Abstract

Sweden, as a country based on extremely high secular and self-expression values, serve as an example that somewhat differ from other countries internationally, when it comes to educational leadership curriculum. The chapter takes its starting point at the governmental decision for Swedish universities to gender-mainstream their organisations, something that affects the educational leadership curriculum. To be able to discuss this, I present three research studies on gendering leader identity development processes and gender equality strategies in the Swedish higher education setting. In a longitudinal study of the process of leader identity development, the main result was the emergence of a gendering process in the discourse on academic leadership.

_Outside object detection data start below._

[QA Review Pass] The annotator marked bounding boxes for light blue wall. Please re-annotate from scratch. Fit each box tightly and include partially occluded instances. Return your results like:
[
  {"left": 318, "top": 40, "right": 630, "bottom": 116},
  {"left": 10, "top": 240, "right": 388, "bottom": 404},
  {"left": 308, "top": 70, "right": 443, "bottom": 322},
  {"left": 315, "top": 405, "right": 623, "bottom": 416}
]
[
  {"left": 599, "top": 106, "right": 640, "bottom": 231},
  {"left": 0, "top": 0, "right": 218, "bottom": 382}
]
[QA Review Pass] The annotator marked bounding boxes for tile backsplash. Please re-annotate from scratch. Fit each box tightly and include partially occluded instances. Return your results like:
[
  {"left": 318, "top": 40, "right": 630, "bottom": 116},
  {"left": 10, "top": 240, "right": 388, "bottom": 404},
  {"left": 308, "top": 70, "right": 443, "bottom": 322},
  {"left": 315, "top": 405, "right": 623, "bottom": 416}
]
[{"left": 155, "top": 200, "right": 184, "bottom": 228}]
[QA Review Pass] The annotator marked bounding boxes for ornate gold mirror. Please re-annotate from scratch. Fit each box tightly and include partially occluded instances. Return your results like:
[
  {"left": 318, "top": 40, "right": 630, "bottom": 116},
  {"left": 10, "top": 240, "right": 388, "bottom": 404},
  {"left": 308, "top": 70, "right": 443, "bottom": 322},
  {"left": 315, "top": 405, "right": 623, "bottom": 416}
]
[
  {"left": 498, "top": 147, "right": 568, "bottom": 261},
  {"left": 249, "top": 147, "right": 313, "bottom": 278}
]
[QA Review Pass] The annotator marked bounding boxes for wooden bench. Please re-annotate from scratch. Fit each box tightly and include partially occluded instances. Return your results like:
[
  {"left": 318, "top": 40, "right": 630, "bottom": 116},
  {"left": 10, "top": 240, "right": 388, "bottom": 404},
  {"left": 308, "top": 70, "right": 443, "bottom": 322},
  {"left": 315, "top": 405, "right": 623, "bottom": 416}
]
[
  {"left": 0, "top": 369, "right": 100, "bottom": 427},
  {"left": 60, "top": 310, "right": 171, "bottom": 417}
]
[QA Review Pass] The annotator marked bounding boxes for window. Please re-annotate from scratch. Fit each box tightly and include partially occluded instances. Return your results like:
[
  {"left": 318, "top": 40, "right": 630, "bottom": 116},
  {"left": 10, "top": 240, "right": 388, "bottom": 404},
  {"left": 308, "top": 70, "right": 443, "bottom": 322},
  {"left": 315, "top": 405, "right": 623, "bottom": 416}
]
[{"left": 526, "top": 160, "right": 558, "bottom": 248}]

At the end of the leadership assignment period, leader identity was described in differing terms at subject positions held by women and men, respectively. In a separate study on female heads of research-heavy departments, three conflicting subject positions appeared that showed different strategies when leaders were of the female sex: (a) a gender-conscious position, (b) a gender-neutral or gender-unconscious position and (c) a position of sex discrimination experience. In a third, large national study, based on horizontal analysis of gender equality in Swedish higher education institutions (HEIs), was found that universities internally consist of different worlds when it comes to the possibility of making academic careers and in how male- and female-dominated academic disciplines explain gender inequality and strategies to handle this. Results from these studies will be discussed, in light of the striving for (gender) equal and just organisations, since gender equality is an important aspect of Swedish educational leadership curriculum.